The folks at Carroll Gardens Diary do a mighty fine profile of Smith Union Market [353 Union Street]:
CGD: I’m going to call Smith Union Market (on, you guessed it, the corner of Smith and Union) our very own “corner store.” You can’t miss it. That red and white lettered sign and storefront – iconic, in my opinion – has been doing business for 65 years now. (Some items in the store have been there for 65 years, too.) It wouldn’t win the prize for “most inviting,” especially compared to the shinier places that move in and attract the buzz, but there really is no denying that this corner’s got character. And that’s with or without the actual characters loitering outside day in, day out.

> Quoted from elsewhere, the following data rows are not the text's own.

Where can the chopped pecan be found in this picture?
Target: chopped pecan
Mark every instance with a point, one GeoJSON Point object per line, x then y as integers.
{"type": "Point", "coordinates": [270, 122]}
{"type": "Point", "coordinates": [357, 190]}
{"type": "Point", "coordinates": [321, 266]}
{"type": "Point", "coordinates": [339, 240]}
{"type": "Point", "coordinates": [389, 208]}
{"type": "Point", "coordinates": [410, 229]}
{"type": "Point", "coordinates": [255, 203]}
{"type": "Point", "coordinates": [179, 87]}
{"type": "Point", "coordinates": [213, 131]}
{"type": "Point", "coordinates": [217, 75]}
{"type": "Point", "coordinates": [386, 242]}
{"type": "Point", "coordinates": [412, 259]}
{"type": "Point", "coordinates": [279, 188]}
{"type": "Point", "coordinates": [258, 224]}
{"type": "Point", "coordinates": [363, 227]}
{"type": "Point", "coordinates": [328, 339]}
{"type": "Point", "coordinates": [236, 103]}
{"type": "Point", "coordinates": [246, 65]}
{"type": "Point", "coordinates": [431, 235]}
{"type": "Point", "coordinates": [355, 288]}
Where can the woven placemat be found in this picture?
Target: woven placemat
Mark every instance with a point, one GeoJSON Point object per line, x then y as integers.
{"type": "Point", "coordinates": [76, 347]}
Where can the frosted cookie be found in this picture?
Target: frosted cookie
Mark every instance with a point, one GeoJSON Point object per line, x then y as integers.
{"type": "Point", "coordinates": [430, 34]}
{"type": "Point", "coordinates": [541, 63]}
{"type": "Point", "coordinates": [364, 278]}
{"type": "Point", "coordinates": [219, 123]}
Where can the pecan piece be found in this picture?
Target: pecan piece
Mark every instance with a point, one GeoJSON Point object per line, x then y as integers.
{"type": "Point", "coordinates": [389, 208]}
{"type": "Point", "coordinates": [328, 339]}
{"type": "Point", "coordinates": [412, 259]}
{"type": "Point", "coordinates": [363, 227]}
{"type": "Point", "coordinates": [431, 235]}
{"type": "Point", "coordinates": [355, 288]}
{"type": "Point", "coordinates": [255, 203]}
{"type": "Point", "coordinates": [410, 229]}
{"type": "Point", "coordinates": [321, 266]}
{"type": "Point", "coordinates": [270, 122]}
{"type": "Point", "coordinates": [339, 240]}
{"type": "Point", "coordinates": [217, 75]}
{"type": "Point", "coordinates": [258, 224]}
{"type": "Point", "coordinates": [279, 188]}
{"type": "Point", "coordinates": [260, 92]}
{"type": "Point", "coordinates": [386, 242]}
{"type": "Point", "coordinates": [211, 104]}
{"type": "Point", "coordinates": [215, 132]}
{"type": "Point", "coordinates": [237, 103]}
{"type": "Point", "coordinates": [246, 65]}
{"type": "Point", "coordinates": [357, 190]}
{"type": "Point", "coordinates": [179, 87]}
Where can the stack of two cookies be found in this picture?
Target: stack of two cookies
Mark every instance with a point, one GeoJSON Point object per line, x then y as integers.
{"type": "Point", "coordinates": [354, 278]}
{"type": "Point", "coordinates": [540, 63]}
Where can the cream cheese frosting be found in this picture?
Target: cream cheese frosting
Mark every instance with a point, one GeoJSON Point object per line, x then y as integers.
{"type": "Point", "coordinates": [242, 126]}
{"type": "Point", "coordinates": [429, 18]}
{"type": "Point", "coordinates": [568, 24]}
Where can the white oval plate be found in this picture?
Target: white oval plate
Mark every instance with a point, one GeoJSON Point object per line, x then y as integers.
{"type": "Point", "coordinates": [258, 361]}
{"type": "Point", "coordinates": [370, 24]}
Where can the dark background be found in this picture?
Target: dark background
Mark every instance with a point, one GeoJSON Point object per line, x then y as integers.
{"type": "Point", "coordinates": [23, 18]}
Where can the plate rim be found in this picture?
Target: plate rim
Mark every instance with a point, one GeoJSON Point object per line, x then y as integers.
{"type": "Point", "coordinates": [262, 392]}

This is Vinny Taliercio’s corner.
It wasn’t always though.
Placido Scopelliti was Vinny’s mother’s father. He and his family lived on Cheever Place in Cobble Hill, but he was from Reggio Calabria in Southern Italy and he specialized in wholesale meats. Big into real estate at the time, he bought three corner buildings in Brooklyn. It was 1945 and all of them would begin operation as meat markets. There was a store on Rogers Avenue in East New York, Henry and Degraw in Cobble Hill, and Smith and Union in Carroll Gardens. He had seven butchers employed, delivering all over, as far away as Staten Island. Business boomed.